Articles & Publications

By Michael Mink | news.investors.com
Published: November 12, 2013

adaptYou don't arrive as a top leader and stay there by osmosis. The best constantly evolve and work to become better. Tips:

Raise the bar. Set high expectations for your people, says Julie Straw, lead author of  "The Work of Leaders." Followers want bosses who do this. According to Straw, based on her research of 3,574 responders, 86% of leaders who set high expectations were rated as good. For those who set low expectations, just 12% were rated highly.

"Setting high expectations doesn't make you unlikable; the opposite is true," she told IBD. "For high-expectation leaders, 91% of people said, 'I enjoy working with him/her.' For low-expectation leaders, this number drops to 42%."

Share your plan.

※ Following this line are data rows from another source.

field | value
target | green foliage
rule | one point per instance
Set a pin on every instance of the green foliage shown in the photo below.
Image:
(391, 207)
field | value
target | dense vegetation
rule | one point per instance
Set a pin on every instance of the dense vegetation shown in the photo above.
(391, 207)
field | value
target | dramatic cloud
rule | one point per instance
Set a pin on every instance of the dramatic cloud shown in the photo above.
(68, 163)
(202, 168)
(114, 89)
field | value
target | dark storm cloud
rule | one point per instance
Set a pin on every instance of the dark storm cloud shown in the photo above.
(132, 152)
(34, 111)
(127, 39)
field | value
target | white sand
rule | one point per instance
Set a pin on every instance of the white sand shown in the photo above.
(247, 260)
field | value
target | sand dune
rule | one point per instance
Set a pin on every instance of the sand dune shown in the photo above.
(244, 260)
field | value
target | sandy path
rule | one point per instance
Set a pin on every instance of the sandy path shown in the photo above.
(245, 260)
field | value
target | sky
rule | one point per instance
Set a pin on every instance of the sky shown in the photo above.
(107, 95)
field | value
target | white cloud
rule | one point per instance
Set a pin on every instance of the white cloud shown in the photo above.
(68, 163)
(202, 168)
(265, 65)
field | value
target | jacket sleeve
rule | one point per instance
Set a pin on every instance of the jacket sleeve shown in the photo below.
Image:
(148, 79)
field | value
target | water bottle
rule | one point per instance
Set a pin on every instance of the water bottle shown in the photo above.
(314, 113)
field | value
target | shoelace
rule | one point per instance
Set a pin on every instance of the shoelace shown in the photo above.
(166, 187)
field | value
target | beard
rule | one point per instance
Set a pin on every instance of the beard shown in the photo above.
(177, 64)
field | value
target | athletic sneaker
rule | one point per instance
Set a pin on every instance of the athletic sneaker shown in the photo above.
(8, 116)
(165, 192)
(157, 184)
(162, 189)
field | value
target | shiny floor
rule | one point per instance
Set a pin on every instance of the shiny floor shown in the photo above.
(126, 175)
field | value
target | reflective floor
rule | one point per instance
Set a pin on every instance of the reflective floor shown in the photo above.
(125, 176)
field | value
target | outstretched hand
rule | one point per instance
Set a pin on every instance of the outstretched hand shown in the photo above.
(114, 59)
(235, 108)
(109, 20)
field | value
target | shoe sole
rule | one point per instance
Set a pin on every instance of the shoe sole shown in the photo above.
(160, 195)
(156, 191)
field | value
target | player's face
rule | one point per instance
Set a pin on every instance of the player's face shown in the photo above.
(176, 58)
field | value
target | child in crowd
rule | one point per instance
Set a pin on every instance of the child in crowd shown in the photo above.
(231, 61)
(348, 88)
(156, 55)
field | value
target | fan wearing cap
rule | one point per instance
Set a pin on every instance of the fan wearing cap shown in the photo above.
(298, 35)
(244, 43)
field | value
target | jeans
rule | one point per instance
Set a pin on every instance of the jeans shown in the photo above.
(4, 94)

Talk and listen to people at all levels of your firm. Explain your reasons for doing things. "People are more likely to buy in if they understand where you're going, and they're more likely to contribute if you listen to their ideas, feedback and questions," Straw said.

She has the numbers to back up her claims: 87% of top-rated leaders created a strong vision for their group. Among midrated leaders, this number dropped to 32%; for low-rated leaders, 10%. "You can be an average leader without vision, but you will never be great," she said. "Vision is one of the clearest differentiators between the novice leader and the experienced."

Share it. Create openings for collective success, suggests Judith Glaser, author of  "Conversational Intelligence." Then reward everyone when it happens. "During the Chrysler turnaround (of the early 1980s), Lee Iacocca asked for 'an equality of sacrifice,' ranging from the executive suite to the assembly line," she said. "When the company became profitable, every employee received a generous bonus."

Talk from the heart. Take it from the 40th president, said Glaser: "Ronald Reagan never engaged in abstractions."

Educate. Be a mentor or set up a mentoring program. Straw and her co-authors asked people what experiences had the most value in shaping leadership development. High on the list was having a mentor.

Inspire. Leading is about relationships, Straw said: "It's worth asking yourself: How often do you deliver five positive messages to every negative?" Fail in this, and employees might leave; worse, "they quit and stay."

Follow the golden rule. Leaders who respect others' feelings — plus cut slack for another's imperfections and demonstrate patience — are the ones who thrive, Glaser says. The result is trust.